Nmedia - Fotolia

Deduplication best practices and choosing the best dedupe technology

In our guide on deduplication best practices, learn how to choose the best dedupe technology, the differences between inline deduplication and post-processing, and more.

Todd Erickson

Published: 09 Nov 2010

Data deduplication is a technique to reduce storage needs by eliminating redundant data in your backup environment. Only one copy of the data is retained on storage media, and redundant data is replaced with a pointer to the unique data copy. Dedupe technology typically divides data sets in to smaller chunks and uses algorithms to assign each data chunk a hash identifier, which it compares to previously stored identifiers to determine if the data chunk has already been stored. Some vendors use delta differencing technology, which compares current backups to previous data at the byte level to remove redundant data.

Dedupe technology offers storage and backup administrators a number of benefits, including lower storage space requirements, more efficient disk space use, and less data sent across a WAN for remote backups, replication, and disaster recovery. Jeff Byrne, senior analyst for the Taneja Group, said deduplication technology can have a rapid return on investment (ROI). "In environments where you can achieve 70% to 90% reduction in needed capacity for your backups, you can pay back your investment in these dedupe solutions fairly quickly."

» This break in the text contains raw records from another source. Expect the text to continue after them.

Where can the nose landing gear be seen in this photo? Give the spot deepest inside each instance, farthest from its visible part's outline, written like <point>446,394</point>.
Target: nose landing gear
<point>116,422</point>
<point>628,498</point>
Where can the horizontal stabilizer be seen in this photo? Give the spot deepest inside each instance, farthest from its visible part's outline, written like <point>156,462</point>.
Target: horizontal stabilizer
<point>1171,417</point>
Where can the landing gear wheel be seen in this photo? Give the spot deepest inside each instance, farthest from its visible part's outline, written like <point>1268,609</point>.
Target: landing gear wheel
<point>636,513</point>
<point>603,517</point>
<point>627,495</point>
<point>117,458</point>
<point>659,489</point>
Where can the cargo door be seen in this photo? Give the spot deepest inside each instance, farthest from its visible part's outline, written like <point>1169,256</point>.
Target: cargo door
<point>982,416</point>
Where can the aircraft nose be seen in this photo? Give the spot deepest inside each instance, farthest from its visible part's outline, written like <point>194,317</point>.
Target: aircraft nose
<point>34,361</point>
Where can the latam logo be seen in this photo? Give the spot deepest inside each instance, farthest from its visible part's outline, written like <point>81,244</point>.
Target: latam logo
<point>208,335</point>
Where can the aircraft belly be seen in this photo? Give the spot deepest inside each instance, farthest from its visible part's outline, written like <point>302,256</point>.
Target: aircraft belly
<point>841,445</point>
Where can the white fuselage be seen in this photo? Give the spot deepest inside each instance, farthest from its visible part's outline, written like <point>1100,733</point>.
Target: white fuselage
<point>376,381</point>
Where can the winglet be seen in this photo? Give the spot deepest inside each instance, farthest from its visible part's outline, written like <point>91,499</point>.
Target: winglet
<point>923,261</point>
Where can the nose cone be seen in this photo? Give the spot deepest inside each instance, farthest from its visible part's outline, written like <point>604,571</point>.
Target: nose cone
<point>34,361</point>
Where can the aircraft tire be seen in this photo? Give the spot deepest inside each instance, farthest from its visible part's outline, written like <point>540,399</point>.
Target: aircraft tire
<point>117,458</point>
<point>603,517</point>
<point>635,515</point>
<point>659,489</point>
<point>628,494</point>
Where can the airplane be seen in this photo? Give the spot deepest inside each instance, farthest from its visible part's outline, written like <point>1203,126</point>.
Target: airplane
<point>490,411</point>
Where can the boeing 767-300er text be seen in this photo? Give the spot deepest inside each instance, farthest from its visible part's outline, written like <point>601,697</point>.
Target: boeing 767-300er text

While the overall data deduplication concept is relatively easy to understand, there are a number of different techniques used to accomplish the task of eliminating redundant backup data, and it's possible that certain techniques may be better suited for your environment. So when you are ready to invest in dedupe technology, consider the following technology differences and data deduplication best practices to ensure that you implement the best solution for your needs.

In this guide on deduplication best practices, learn what you need to know to choose the right dedupe technology for your data backup and recovery needs. Learn about source vs. target deduplication, inline vs. post-processing deduplication, and the pros and cons of global deduplication.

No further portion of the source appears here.